SAN DIEGO - Uh-oh! Katy Perry's born-again minister parents were in the house. How would pop's new poster child for sexual experimentation deal with it?
As usual, she went straight to the point. After her second song at the sold-out House of Blues, she announced: "I'm so nervous. My parents are in the audience tonight. God bless them. They made me."
She explained how her parents didn't allow boys -- or sugar -- during her pre-teen years. Then Perry, still proudly naughty at age 24, confessed about her forbidden first crush: a boy at a Christian ice-skating night when she was 12.
The decade's most colorful and refreshing American pop star with the No. 1 hits "I Kissed a Girl" and "Hot N Cold," Perry oozes unabashed bubble-gum fun while provocatively pushing buttons. She's been called the new Madonna, the next Gwen Stefani, even "the love child of Zooey Deschanel and an anime character."
Perry is famous for having no filter when she speaks, though she felt compelled to apologize last year after describing herself as a "skinnier Lily Allen." After her San Diego show, she pulled up her skirt for a male reporter to show the bruises on her leg from four hours of dance rehearsal for that weekend's Grammy Awards. But she did censor herself a bit for her parents' sake.

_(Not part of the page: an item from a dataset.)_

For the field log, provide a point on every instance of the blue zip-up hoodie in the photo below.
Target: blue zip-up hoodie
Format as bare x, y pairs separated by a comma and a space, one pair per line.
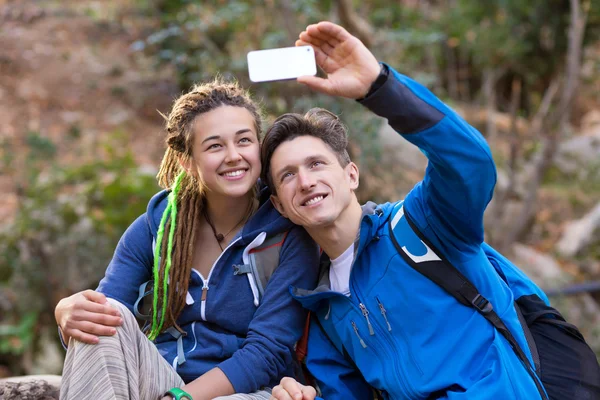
252, 345
402, 333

"Usually, I kiss a girl after every single show," she said. "Tonight I made sure it was on the cheek. Plus, I didn't know if the girl was over 18, and I didn't want to get into that kind of mess." She giggled girlishly. "My parents liked it. They fully love and support me."
Without prompting, Perry confessed that it wasn't her best performance. "Tonight I was, like, 85 percent. But I also started dancing today at 11 [a.m.] for four hours for the Grammys, and I also was stuck in a car for four hours driving," she said as midnight approached, along with a 5:30 a.m. radio interview with Ryan Seacrest in Los Angeles, where she lives. "So I definitely work. It's a lot of iced Sprites on your kneecaps after your show. But this is awesome."
When Perry told her mom about the exhausting day of Grammy choreography, "she was like, 'Oh, yeah. I remember when I was dancing on the stage at the Fillmore with Jim Morrison and the Doors.' I'm like, 'Mother! I've never heard that story.' And she was like, 'That was B.C.' She likes to say B.C. -- before Christ. Omigod, my parents are ridiculous. I'm going to turn into them, I'm sure. In some shape. We always do. We always dread it."